Chromium-based Windows web browsers are getting a new spell checker feature thanks to a recent collaboration between Google and Microsoft. Windows Spellcheck, not Hunspell , will now help you fix various typos and obvious spelling mistakes (especially in URLs and acronyms), but you may need to enable this feature first before you can use it.

According to Microsoft, this new spell checker should automatically work in the latest version of Microsoft Edge – it will be version 83, which was recently deprecated. If you don’t want to constantly question the “i through e” rules, make sure you update your browser by opening Windows Update and checking to see if anything is available. (Yes, unlike most browsers, the original Edge is updated through Windows itself.)

From there enter edge://settings/languages into the address bar and make sure you enable spell checking for all languages ​​you write in. It’s very simple.

If you are using Edge Chromium or Chrome , you need to enable the browser flag to make sure you are using the new Windows spell checker. You will find it in chrome://flags/#win-use-native-spellchecker

If you’ve used Chrome’s Advanced Spell Checker, which sends your text to Google for accuracy, checking this box will cause your browser to switch to “Basic Spell Checker”, as shown below:

I think this is a great compromise between quality and privacy, as I’ve always been a little hmm about submitting everything I type to Google, although Google makes the process pretty lenient .

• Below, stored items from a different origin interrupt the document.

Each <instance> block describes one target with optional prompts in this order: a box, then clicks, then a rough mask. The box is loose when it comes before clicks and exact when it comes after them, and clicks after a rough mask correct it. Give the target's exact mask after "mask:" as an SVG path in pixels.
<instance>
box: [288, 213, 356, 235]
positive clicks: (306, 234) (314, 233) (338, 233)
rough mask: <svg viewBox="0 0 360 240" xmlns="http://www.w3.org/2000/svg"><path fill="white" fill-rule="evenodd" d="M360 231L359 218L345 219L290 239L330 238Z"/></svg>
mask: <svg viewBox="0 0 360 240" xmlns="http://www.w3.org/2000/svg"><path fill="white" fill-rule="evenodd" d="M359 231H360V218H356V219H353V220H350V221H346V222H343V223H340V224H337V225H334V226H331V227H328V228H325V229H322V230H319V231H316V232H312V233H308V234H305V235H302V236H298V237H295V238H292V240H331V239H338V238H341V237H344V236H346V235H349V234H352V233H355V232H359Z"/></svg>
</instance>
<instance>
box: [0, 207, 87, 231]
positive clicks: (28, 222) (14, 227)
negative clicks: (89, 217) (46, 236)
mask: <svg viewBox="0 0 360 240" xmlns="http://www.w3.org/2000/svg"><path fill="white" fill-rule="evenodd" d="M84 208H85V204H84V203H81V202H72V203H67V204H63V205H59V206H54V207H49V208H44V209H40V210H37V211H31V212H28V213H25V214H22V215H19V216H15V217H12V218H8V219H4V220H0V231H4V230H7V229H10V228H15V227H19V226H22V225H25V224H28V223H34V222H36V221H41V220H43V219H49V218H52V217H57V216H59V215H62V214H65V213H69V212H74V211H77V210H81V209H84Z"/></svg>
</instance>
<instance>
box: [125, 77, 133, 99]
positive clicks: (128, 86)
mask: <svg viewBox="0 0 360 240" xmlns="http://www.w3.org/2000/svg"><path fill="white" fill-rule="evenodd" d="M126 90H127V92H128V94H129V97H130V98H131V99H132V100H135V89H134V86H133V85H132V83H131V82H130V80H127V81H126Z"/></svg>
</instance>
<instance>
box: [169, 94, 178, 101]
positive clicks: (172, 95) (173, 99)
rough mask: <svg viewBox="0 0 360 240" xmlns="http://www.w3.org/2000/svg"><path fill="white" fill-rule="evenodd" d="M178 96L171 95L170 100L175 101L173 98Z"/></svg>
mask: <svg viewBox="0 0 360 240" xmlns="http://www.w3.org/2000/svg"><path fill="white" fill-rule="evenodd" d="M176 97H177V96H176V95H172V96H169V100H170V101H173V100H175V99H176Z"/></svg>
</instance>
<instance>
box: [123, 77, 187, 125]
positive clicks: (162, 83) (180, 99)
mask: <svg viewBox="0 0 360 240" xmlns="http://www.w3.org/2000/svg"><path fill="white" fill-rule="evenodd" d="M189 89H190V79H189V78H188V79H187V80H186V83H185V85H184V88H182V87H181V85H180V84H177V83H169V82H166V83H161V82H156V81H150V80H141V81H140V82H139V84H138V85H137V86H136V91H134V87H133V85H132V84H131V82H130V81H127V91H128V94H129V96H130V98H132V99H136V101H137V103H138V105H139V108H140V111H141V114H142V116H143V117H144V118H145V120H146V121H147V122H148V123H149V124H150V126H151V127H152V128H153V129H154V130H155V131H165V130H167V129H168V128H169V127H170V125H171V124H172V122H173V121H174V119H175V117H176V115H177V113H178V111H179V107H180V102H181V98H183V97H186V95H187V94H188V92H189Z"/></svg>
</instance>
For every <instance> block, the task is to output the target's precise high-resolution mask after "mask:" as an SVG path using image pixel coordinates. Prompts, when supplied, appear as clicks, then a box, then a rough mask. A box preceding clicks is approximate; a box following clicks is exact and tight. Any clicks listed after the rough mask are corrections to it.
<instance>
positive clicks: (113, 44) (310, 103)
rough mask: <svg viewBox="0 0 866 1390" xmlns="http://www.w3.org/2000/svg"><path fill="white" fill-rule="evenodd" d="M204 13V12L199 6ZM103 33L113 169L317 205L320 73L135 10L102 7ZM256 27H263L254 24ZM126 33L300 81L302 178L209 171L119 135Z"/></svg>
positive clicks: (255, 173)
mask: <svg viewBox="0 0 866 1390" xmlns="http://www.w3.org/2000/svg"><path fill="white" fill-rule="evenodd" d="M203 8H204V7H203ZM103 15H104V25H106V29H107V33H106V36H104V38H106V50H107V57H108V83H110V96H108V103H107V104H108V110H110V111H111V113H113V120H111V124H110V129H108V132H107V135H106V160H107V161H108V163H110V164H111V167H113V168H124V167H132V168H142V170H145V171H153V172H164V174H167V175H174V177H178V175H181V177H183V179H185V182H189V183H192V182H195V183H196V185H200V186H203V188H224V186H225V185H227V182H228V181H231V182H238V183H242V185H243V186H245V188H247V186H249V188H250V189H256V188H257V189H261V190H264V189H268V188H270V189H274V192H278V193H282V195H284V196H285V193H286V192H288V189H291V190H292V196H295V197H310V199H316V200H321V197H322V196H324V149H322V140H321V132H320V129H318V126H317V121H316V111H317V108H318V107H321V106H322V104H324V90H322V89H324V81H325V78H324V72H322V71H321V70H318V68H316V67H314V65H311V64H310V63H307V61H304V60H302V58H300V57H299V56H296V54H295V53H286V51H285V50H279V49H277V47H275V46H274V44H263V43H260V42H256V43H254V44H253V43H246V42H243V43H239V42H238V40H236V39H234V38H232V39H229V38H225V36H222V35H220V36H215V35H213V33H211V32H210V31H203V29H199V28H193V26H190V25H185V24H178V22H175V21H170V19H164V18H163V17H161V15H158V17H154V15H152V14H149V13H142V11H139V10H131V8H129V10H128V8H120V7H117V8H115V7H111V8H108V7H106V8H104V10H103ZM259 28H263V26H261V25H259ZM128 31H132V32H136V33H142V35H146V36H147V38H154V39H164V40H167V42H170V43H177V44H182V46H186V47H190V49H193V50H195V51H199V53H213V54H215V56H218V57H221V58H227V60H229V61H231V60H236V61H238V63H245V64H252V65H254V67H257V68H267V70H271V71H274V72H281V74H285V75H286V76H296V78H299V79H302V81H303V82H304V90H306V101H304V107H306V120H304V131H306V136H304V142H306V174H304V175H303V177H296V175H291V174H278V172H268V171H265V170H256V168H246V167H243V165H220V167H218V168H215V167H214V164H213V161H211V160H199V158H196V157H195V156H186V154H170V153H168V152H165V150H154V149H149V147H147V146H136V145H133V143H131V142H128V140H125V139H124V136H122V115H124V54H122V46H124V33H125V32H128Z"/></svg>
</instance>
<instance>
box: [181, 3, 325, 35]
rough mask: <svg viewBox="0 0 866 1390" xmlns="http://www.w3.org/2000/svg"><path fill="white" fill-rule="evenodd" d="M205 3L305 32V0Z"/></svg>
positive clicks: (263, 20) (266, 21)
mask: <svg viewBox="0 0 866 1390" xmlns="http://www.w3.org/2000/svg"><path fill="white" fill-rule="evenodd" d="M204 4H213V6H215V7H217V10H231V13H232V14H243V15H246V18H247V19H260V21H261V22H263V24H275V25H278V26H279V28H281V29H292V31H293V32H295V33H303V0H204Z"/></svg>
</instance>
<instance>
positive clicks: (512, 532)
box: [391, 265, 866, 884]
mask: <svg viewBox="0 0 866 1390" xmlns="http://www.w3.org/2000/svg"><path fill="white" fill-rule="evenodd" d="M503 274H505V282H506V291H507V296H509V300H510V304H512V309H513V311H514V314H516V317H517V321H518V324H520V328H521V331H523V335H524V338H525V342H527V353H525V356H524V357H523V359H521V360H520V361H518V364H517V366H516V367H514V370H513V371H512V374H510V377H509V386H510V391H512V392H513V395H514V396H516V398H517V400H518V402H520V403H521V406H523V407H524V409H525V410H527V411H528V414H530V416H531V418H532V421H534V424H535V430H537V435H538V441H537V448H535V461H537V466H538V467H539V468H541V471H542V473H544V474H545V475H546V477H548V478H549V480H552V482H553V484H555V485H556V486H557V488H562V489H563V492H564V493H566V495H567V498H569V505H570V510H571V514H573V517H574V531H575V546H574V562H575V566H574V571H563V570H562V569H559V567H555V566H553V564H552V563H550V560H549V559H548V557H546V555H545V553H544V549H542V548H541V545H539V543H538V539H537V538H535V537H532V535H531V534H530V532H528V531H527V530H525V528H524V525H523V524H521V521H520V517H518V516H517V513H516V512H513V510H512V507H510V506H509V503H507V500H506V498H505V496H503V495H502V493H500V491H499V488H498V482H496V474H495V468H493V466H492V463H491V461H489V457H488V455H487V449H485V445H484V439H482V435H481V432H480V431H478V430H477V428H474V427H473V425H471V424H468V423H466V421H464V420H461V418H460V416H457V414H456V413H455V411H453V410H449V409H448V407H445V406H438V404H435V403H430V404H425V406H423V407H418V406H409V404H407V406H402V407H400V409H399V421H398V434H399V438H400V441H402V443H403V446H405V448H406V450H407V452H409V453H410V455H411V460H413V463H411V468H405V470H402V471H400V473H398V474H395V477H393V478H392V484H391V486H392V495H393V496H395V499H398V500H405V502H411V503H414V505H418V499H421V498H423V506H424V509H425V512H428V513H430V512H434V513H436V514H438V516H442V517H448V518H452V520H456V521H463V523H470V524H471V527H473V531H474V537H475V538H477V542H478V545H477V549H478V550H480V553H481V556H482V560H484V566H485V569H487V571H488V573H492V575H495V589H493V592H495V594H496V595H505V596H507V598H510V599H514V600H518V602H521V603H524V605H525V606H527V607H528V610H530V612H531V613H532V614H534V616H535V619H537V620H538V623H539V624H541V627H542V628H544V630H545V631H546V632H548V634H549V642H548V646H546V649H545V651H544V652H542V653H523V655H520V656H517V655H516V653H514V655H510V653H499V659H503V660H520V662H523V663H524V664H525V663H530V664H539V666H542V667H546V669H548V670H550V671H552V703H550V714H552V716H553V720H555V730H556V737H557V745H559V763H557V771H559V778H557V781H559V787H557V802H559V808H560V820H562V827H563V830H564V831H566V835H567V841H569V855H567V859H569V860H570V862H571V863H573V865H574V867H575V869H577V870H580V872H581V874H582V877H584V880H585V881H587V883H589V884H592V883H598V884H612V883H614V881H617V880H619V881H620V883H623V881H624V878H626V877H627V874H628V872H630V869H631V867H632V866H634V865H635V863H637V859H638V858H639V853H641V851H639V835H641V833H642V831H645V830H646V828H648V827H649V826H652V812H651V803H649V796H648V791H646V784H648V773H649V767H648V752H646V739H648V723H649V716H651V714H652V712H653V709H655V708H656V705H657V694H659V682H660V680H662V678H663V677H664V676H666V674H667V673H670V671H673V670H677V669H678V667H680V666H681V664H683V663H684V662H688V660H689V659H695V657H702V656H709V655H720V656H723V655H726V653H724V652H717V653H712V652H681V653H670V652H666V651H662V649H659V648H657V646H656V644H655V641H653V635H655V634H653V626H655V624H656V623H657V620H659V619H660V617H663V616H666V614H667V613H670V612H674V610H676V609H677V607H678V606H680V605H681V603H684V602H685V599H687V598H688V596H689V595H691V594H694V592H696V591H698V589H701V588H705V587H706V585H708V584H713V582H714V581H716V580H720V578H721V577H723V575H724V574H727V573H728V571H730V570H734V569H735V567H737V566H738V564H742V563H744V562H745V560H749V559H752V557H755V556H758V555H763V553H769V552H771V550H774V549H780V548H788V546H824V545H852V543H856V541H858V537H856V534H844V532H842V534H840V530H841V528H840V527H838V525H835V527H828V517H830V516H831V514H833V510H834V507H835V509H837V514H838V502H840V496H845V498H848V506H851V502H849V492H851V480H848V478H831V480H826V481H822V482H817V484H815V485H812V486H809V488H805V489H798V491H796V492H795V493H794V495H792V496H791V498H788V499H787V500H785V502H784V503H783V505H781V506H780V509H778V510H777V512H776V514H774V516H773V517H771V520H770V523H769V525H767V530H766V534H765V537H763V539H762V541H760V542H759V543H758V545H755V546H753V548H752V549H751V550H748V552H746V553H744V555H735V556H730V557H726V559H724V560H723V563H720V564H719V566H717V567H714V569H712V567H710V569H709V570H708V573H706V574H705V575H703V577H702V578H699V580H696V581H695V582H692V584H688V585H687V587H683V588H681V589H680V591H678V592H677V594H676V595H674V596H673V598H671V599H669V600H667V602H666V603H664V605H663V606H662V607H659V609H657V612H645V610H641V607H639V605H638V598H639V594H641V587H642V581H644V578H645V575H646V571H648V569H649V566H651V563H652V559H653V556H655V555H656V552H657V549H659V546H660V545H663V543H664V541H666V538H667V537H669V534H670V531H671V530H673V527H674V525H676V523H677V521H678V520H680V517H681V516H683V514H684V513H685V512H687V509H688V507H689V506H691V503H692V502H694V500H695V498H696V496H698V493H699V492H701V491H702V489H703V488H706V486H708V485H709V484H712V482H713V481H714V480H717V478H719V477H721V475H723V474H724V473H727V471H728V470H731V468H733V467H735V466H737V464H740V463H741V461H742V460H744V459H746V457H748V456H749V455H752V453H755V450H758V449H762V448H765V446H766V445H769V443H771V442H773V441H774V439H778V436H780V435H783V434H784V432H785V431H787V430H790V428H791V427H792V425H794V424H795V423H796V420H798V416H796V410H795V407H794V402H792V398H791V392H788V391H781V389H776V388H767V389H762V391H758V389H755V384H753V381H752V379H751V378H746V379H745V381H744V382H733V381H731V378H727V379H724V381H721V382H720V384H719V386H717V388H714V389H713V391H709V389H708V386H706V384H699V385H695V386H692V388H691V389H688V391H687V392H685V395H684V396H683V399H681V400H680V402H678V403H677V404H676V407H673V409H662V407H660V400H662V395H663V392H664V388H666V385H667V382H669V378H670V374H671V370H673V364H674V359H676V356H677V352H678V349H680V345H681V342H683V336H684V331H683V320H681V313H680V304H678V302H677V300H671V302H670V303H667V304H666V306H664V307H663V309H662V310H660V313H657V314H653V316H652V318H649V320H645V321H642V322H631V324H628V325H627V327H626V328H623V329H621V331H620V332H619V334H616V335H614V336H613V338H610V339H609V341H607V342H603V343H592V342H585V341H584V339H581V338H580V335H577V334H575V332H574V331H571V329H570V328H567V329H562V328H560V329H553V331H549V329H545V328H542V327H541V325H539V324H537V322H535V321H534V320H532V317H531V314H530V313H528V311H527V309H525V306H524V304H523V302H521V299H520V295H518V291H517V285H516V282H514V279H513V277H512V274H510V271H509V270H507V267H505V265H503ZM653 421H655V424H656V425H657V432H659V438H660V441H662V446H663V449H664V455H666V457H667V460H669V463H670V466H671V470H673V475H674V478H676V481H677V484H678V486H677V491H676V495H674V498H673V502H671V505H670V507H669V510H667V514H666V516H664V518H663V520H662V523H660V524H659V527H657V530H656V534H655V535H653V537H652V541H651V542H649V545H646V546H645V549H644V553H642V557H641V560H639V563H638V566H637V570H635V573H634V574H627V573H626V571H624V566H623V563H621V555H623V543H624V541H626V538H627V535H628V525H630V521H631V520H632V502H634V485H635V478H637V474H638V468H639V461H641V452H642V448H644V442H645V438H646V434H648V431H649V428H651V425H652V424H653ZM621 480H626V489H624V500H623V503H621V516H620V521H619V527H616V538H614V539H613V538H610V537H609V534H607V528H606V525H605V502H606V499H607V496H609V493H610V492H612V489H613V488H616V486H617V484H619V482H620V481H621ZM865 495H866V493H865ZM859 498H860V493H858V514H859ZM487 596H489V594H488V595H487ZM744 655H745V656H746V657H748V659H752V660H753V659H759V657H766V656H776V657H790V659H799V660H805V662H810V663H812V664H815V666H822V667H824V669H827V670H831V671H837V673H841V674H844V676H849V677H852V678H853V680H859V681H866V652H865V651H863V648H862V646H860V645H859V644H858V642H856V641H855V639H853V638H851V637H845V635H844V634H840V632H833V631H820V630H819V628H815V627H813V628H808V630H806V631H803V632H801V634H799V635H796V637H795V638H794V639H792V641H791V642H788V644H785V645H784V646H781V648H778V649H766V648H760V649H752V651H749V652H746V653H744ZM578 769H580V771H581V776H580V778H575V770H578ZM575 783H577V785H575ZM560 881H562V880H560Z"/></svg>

However, this is not the only Chrome flag to bind with. If you enable Windows Spellchecker and this flag – chrome://flags/#win-use-hybrid-spellchecker – you can have both Windows Spellchecker and Hunspell ready. Windows Spellchecker will be your spell checker by default, but if you are using a language that it does not support (which can be configured in Windows via Settings> Time & Language> Language ) then Hunspell will take responsibility and do its best. can reveal your mistakes.

(For those of you on Edge Chromium, you can enable Windows spell check using the aforementioned flag, but you won’t be able to use the hybrid approach.)